MECH-318 Absorption Check

Date: 2026-05-10 Status: complete Verdict: (B) Partially absorbed — empirical retirement-vs-promotion verdict deferred to V3-EXQ-543c successor on multi-rule-context substrate. Authoring context: GAP-I row of arc_062_rule_apprehension_plan.md. Provisional-registration flag on MECH-318 (registration_provisional_pending_meta_rl_absorption_check) commissioned this check. Sibling absorption checks for MECH-316 / MECH-317 are out of scope for this pass.

Question

Does the existing ree-v3 substrate already implement meta-RL recurrent rule-state representation (Wang et al. 2018; Duan et al. 2016 RL^2)? Or does MECH-318 require a new substrate?

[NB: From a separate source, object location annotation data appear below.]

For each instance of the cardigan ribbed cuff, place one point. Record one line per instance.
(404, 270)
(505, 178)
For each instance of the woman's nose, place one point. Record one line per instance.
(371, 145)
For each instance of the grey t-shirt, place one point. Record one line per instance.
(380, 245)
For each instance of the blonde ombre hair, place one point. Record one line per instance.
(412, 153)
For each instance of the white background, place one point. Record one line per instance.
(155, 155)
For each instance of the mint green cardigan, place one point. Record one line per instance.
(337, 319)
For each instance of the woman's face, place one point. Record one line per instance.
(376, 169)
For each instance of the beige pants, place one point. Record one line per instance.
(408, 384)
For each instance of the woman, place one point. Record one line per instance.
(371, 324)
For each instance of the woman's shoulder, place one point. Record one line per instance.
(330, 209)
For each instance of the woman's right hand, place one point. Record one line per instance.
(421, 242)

The provisional registration anticipates two empirical outcomes:

“If V3-EXQ-543c (or a follow-on) demonstrates that the existing z_self / z_world latent recurrent state already supports the rule-state abstraction MECH-318 names, this claim should be retired (its function is absorbed into the existing latent stack). If V3-EXQ-543c shows that the latent stack is insufficient and a dedicated substrate is needed, MECH-318 promotes to active.” — claims.yaml MECH-318 evidence_quality_note

This memo is the architectural absorption check that determines what an empirical follow-on test even looks like. It identifies which existing substrates partially serve the function and where the remaining gap is.

Wang 2018 / Duan 2016 specification

The five load-bearing properties of meta-RL recurrent task-state representation:

#	Property	What the literature requires
W1	Recurrent network topology	LSTM (or GRU) hidden state evolves across time within a sequence.
W2	Trained across many task instances	Many-task training distribution; weights shaped by gradient descent over the task family, not by hand.
W3	Hidden state encodes task identity / rule-context	The recurrent state, by the end of a task instance, has converged to a representation that distinguishes the current task from sibling tasks in the training family. Not just immediate sensory state.
W4	Within-episode policy adaptation downstream of the recurrent state	The recurrent state biases action selection so the policy adapts to the inferred rule without weight updates inside the episode.
W5	Cross-episode hidden-state continuity (RL^2-specific)	Hidden state is carried forward across episodes within a task instance, so the agent accumulates evidence about the rule across multiple episodes. (Wang 2018’s “outer-loop” and Duan 2016’s defining design.)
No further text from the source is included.